Wednesday, December 17, 2008

Further commentary on: The Face of Seung Hui Cho

There didn't seem to be much to say about the Virginia Tech shootings. A mentally ill person went on a rampage, as mentally ill people will sometimes do. The independent variable was that he had such ready access to guns. You could talk about gun control, violence in popular culture, or the ways we have failed to provide for the care of the mentally ill. There was something to each of these points, but they all had a rehearsed, formulaic quality when you read about them. Any effort to yoke this thing to some larger agenda felt forced. There was, for instance, an extremely lame attempt by right wing bloggers to link "Ismail Ax" (a cryptic term that Cho had written) to Islamic terrorism. The temptation was to conclude that this was an essentially meaningless event, without any larger significance beyond itself.

It was my feeling that the event actually enacted something about the structure of American society -- something so apparent that no one could see it. Not something that could be read in terms of reform, or of moral outrage, but about the way it felt to confront a society of open opportunity, where your own actions determined your fate, and your own actions could make you, if you were an elegant, smiling, self-possessed, brilliant, handsome, but then also unthreatening, person with a preternaturally cool demeanor and a heart full of idealism tempered by wisdom and pragmatism, into the President of the United States, even if you had come from nowhere and had started as nobody; and it could also lead you, if you were a weak, wounded, stunted, sickly soul, into a position of total and unmitigated isolation, even though there were people whose job it was to care about you and care for you.

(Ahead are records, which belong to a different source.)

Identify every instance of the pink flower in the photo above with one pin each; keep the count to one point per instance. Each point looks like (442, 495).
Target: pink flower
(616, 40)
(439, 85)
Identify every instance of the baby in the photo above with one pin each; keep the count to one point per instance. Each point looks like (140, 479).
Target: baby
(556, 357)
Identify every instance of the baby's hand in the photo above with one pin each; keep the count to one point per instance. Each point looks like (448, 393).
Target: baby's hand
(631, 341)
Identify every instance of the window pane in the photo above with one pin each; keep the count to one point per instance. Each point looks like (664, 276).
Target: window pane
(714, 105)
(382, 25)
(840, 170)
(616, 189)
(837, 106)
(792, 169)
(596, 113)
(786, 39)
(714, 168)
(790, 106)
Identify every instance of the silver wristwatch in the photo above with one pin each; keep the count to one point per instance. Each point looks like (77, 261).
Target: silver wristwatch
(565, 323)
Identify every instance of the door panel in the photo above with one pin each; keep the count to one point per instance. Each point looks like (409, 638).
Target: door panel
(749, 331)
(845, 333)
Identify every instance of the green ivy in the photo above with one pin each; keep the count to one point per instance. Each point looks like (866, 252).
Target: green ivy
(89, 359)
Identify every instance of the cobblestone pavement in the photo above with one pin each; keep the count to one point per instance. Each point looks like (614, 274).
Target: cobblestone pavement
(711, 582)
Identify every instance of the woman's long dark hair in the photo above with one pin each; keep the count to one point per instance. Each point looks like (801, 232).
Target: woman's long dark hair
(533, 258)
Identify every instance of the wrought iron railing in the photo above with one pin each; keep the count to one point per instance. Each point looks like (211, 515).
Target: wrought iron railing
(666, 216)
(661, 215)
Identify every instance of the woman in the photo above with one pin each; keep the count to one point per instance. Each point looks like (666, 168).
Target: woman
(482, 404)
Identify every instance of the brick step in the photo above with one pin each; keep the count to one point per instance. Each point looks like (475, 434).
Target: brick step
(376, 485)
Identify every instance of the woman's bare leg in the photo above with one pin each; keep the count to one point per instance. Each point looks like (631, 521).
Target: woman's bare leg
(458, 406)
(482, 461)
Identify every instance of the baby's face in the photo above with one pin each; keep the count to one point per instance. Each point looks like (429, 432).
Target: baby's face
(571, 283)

We celebrate winners, but a society conceived in these terms is premised on the existence of losers; people who try to make it but can't, people who don't have what it takes to earn a place for themselves; people who have earned their total exclusion from life as surely as others have earned their place at the center of it. Let us call them the untalented tenth. And since we aren't comfortable with this fact, we don't want to look at the losers, even if we know something about what those people felt and knew; especially because we do. To evoke some of this feeling, I found it necessary to go beyond the usual commentary and try to involve the reader in some of the internal turmoil of youth, particularly male youth, and to remind everyone of the aspects of Cho's predicament that are expressed all around us, every day of our lives. Cho wanted, above all, to be looked at and regarded as the things he was not: strong, manly, and capable; and he fantasized into existence a shadow life, fashioned out of the detritus of American popular culture, in which the same fantasies of the besieged self rising up to smite down a sea of enemies are in constant circulation. What desire is gratified by these images? And don't they arise from out of the matrix of our everyday lives? The experiment I attempted in this piece -- and its success or failure is for others to judge -- was to see if I could make that connection.